Interpretation des Ulmer Hocker

»Zwei senkrechte Bretter, ein waagerechtes, die drei fest verzahnt, von einem runden Holzstab unten zusammengehalten« Der Hocker nach einem Entwurf von Max Bill (1954) ließ sich preiswert, mit einfachen Mitteln und aus gewöhnlichen Materialien herstellen. Er war robust, verhältnismäßig leicht und vielfältig einsetzbar. Er konnte als Sitzmöbel, Beistelltisch und Regalelement genutzt werden, zugleich aber auch als Transportbehältnis, Serviertablett oder als pultartiger Tischaufsatz dienen. Er gilt zu Recht als funktionalistisches und minimalistisches Meisterwerk. die klare, geometrisch bestimmte Formensprache weist zurück auf das Bauhaus.

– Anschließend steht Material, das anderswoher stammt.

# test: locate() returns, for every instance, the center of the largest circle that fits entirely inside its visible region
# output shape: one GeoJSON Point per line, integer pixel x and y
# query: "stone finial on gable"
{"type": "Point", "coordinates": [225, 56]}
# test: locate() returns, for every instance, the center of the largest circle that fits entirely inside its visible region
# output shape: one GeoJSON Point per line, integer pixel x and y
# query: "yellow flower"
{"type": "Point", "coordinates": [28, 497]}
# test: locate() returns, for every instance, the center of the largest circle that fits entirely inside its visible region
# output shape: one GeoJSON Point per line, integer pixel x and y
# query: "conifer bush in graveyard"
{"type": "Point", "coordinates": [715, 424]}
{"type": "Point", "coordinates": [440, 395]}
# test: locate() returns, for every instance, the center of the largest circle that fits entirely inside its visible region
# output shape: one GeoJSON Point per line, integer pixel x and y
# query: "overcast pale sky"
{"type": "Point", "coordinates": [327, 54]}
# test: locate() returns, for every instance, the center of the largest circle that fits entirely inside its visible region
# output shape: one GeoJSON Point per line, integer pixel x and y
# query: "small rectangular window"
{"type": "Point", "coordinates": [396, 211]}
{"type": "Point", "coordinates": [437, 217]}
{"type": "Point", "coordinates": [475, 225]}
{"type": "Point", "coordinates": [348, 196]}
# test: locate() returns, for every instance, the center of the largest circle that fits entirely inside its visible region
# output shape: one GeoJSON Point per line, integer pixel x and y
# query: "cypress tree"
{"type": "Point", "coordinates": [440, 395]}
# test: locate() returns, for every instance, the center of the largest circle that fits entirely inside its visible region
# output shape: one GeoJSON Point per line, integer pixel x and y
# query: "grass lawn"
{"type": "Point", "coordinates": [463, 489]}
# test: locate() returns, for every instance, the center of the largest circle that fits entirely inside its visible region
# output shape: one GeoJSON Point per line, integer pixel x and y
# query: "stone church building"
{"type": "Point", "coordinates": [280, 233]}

Dem Prinzip der Einfachheit folgend entschied ich mich dafür den Hocker zu verschrauben. Somit war weder eine Werkstatt noch präzise Werkzeuge nötig um den Hocker zu fertigen. Anstelle eines Rundstabes – übernimmt einen Steg die aussteiffende Funktion – was ohne professionelle Werkzeuge fast unmöglich erscheint. Der Hocker ist das einfachste und schlichteste Möbel, welches ich mir für unter 10 Euro in 60 Minuten bauen kann. Besser als jeder Beistelltisch vom Schwedischen Einrichtungshaus.
Werkzeug: Akkuschrauber, 2-3mm Bohrer, Senkkopf, Bits, Sandpapier 400, Metermaß und Bleistift
Material: 2x 450mm*285mm; 1x 370mm*285mm; 1x 370mm*100mm; Alles in 15mm Starkem Multiplex Schichtholz; 10 Holzschrauben
Vorgehensweise: Mit Sandpapier die Kanten brechen und die Oberfläche glätten. Bohrlöcher anzeichnen, bohren (komplett vorbohren, damit das Holz nicht gesprengt wird) und mit dem Senkkopf vertiefen. Seitenteil mit Sitzfläche verschrauben, dann anderes Seitenteil festschrauben. Unteren Steg einsetzen und verschrauben. Endschliff mit Sandpapier. Fertig. Ich würde mich freuen, wenn jemand meine Anleitung befolgt, verbessert oder interpretiert.